(Dresden, Germany, 1969 - )
Europe, German
Lux combines photography and painted backdrops using Ilfochrome, a dye destruction positive-to-positive photographic process. Lux, not unlike a director holding auditions and creating scenery for a play, casts the models for her photographs, paints backgrounds by hand, and digitally assembles her compositions. Growing up in East Germany, Lux felt lucky to have been twenty years old when the Berlin Wall fell in 1989, just after she moved to Munich. She earned a degree in painting at the Academy of Visual Arts in Munich in 1996. She began experimenting with photography in 1999, using herself as a model. After developing her technique of combining photography, computer manipulation, ilfochrome printing, and painting, she moved away from self-portraiture and instead, began photographing her friends’ children.
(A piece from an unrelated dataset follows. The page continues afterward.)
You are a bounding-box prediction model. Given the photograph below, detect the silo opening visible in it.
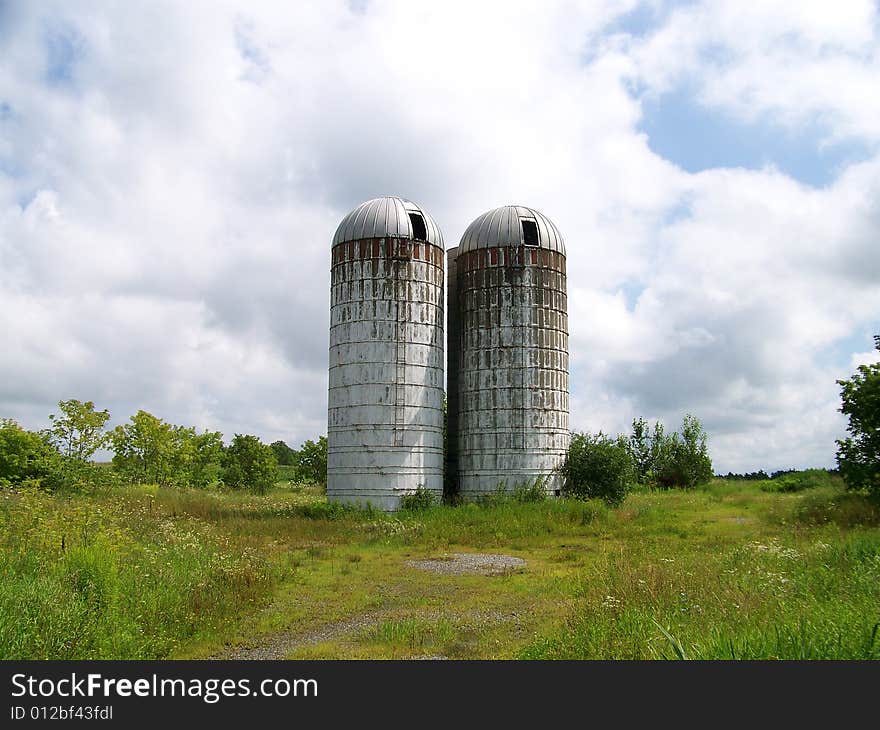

Lux had her first show in 2004 at the Yossi Milo Gallery, New York City. The show received glowing reviews and garnered Lux an enormity of publicity. After her 2004 breakout, there was a huge demand for her work and less than a year later, she received the Infinity Award for Art from the International Center of Photography. Lux continues to produce work from her studio in Monaco, Germany but by and large, chooses to remain out of the limelight. Lux has had substantial exhibitions in Munich, Amsterdam, and New York. In 2004, Yossi Milo Gallery in New York held Lux’s first solo exhibition in the United States, “Loretta Lux.” Her work has been critiqued in Aperture, ArtForum, the New York Times, Village Voice, The New Yorker and Frieze. The Solomon R. Guggenheim Museum in New York, San Francisco Museum of Art, Art Institute of Chicago, Israel Museum, Jerusalem, and several other museums are home to her photographs.